|Interface||3rd paned menu||Real-time||minor|
This is the followup to The Secret of Monkey Island. Once again you are Guybrush Threepwood, a would-be-great pirate. You start off in search of a great treasure, the Big Whoop, but quickly run into obstacles. First you must get around Largo, a tough, mean pirate who won't let anybody sail anywhere. Then you must find the pieces of the treasure map. Finally, you must overcome LeChuck, who is once again undead and after your hide.
The story is a slapstick romp with hilarious bits scattered throughout. Several characters from the first Monkey Island return, including the ghost pirate LeChuck, and Governor Marley as Guybrush's object of desire. The plot is basically a series of quests, gathering either ingredients for voodoo spells or pieces of a treasure map.
The game stays nicely in character with the story: the challenges you must face are natural parts of the game's world. It's a good sized world, too, with much of it open in the second act. The challenges are inventory based. A few have minor real-time constraints, but these are incorporated well: they're not tests of your reflexes, and if you fail you can retry immediately (no death or lengthly replaying required). The exception is the endgame sequence, where you are bopped about to random locations: you must accomplish your tasks quickly or else you will have to wait until you reappear there again, or you must travel there from the other locations (while the clock is ticking). I found this attempt to create excitement a bit tedious.
There are several clever, original challenges, like a spitting contest and a drinking bout. These story based puzzles are among the best you'll find in any adventure. Unfortunately, there are also several silly challenges. They are almost all funny, and at least a few are clearly meant to be silly, present explicitly for the humour. There's a good mix of easy and difficult challenges.
Monkey Island is a well drawn, VGA graphics cartoon world, shown from third person perspective onto Guybrush. Control is by LucasArts' SCUMM interface: active commands are built from a small menu of verbs operating on objects or characters on screen or in the inventory. It is straight forward and effective.

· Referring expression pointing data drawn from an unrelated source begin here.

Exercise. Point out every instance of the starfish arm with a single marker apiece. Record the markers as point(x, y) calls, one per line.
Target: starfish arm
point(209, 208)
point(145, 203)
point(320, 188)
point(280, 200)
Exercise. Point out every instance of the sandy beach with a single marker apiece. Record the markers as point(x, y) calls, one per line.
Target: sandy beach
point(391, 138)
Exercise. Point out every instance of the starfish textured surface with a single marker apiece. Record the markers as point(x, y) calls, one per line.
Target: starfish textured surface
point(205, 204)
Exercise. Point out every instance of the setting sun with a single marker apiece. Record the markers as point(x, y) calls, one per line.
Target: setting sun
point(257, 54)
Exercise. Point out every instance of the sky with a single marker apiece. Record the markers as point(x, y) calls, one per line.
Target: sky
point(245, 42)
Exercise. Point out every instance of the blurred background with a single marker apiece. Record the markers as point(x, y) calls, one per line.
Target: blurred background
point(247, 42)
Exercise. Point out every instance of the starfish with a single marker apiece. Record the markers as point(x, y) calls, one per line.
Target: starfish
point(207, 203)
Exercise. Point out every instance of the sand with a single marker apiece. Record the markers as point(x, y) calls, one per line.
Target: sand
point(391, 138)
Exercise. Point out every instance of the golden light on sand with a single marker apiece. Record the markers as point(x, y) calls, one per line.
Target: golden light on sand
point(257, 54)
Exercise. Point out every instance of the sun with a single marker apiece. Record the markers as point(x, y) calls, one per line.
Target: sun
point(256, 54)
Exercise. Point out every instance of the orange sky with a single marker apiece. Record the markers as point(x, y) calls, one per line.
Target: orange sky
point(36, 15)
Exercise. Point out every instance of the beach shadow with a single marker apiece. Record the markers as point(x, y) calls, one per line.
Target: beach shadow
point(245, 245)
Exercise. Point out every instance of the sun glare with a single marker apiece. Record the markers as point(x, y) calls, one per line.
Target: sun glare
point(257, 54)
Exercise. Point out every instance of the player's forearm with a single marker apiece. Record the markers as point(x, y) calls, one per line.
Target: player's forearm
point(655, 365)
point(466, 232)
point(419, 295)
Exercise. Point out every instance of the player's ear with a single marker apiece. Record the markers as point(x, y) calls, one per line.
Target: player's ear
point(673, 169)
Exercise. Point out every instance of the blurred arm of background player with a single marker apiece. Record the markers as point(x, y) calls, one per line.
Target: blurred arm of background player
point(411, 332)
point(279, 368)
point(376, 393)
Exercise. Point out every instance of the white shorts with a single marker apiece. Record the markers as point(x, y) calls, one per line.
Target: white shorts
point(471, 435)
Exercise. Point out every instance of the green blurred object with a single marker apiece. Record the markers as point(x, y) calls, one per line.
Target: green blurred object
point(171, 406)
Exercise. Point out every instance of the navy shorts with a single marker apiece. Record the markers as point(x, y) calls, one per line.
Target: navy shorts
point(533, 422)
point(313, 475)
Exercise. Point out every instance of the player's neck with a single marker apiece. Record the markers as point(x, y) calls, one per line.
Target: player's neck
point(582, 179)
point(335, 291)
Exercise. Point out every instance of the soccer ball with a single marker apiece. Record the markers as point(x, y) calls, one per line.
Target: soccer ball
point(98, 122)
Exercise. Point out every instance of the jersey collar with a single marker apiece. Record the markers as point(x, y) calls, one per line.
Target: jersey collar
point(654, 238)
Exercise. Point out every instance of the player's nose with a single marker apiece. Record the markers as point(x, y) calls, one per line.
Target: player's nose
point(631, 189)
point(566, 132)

The game starts off well. It takes a turn for the worse in the final act, with tedious real-time interference and slightly silly puzzles (not as bad as Discworld 1 or the King's Quests, but unlike the other LucasArts games). To top it off, there is a horrible, disappointing final plot twist, a hackneyed old cliché. Don't let these faults dissuade you: the game is constantly funny, and it contains some of the best bits of adventuring you'll find anywhere. It's not necessary, but I recommend playing The Secret of Monkey Island first, since several characters carry over from that game.